Iran’s Mid East commander Gen. Qassem Soleimani has devised a plot to force US troops not just to leave Syria but to be thrown out of US bases in Iraq as well, DEBKAfile’s military and intelligence sources report.
Iraqi Shiite militias have been assigned to carry out terrorist attacks on the US troops scheduled to leave Syria. A US or Israel military reprisal in Iraq will, according to Soleimani’s plan, provoke Baghdad into ordering the US forces to leave their Iraqi bases forthwith.
Both US Secretary of State Mike Pompeo and Prime Minister Binyamin Netanyahu have vowed to remove the Iranian military presence from Syria. The former said explicitly: “The US will use diplomacy and work with our partners until ever last Iranian boot is expelled from Syria.”

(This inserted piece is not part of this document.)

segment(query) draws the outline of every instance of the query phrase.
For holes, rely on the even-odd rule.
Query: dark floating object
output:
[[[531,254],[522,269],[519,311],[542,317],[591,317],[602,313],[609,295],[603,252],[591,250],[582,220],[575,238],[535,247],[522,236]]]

The Iranian general is however running a three-track plan to prove them both wrong, while also pursuing his plan to get the US expelled from its military bases in Iraq
- The concentration on the Iraqi border of 10,000 troops belonging to the large pro-Iranian Iraqi Popular Mobilization Units (PMU) aka as the Hashd Al-Shaabi militia (first reported by DEBKAfile on Jan. 17) is stage one of Soleimani’s military track.
- Revealed here for the first time by our sources is Soleimani’s latest project in Syria. He has sent his officers to set up liaison hubs for the Iraqi PMU militiamen to coordinate militarily with the Arab tribes of eastern Syria. It is believed that their tasks will focus on engineering terrorist operations against the US troops heading out of Syria.
Informed intelligence sources strongly suspect that the huge suicide bombing in the northern Syrian town of Manbij last Wednesday, which claimed 5 American lives and killed another 11 Syrian Democratic Forces (SDF) fighters, was the first of these attacks to be carried out on Soleimani’s orders by one of those joint squads.
- Tehran is also going to great trouble and expense to plant imported Shiite communities in the Syrian villages and townships located along the Damascus-Beirut highway and partly depopulated during the civil war. Some of these Shiite communities come from Iraq; others are the families of Afghan and Pakistani Shiite militias recruited by Tehran to fight for Bashar Assad in the civil war. These militiamen, whose families awaited their return in refugee camps in Iran, are being demobilized and allowed to bring their families over to rejoin them in Syria. According to some estimates, Tehran has been able to swell Syria’s Shiite population by some 9,000 imported families, all of them serving yet another of Iran’s objectives in Syria: the creation of a Shiite Corridor between Damascus and Beirut.